On Wed, Mar 17, 2021 at 7:13 PM Bruno Haible <email@example.com
> wrote:> If that worked for you, you must be using iconv from GNU libc, not from
> GNU libiconv. The proper bug report address for GNU libc is at
Thank you for the clarification.
> > The resulting file contains characters x98 and x80.
> This is as expected. All charset converter softwares know that the
> characters 0x98 and 0x80 in ISO-8859-1 and ISO-8859-15 are equivalent to
> U+0098 and U+0080, respectively. 
Completely agreed. I also read a previous email from you on this list  about a similar conversion, where it was stated that 0-255 are valid characters; it's just the below behavior that caused me to email.
> > These are considered
> > invalid by some programs that expect iso8859-15 encoding -- including iconv
> > itself.
> Can you substantiate this claim? What did you do, and what was the outcome?
iconv -c -f utf8 -t iso_8859-15//IGNORE input | iconv -c utf8 -t iso_8859-15//IGNORE > output
No longer contains the characters.
If you omit -c from both, the second one fails (you can do this with an intermediary file to confirm it's not the first that fails):
iconv -f utf-8 -t iso_8859-15//IGNORE input | iconv -t iso_8859-15//IGNORE > output
iconv: illegal input sequence at position 10
If I put -f iso_8859-15 there then it does pass the file through unchanged -- which is something I hadn't tried prior to just now, and certainly undermines my argument!
If -f utf-8 or no -f are used, then you get the error as above.

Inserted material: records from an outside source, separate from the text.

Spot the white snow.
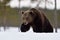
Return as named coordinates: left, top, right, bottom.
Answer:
left=0, top=27, right=60, bottom=40
left=5, top=0, right=60, bottom=9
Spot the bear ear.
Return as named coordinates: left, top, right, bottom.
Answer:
left=21, top=11, right=24, bottom=14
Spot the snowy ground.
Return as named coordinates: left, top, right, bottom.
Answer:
left=0, top=27, right=60, bottom=40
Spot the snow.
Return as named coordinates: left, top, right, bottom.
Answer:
left=5, top=0, right=60, bottom=9
left=0, top=27, right=60, bottom=40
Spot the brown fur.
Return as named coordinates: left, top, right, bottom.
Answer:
left=21, top=8, right=53, bottom=33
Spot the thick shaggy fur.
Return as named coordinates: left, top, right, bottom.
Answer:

The original issue was found when loading the file into a database with encoding iso_8859-15 -- so it seems that whatever it is doing to the file is having the same issue.
If you have any insight into that behavior, I'd appreciate it. After this I'll take it to the libc list (if needed), as it certainly appears to be a question about the executable more than the library. I just suspect this list has the experts on encodings.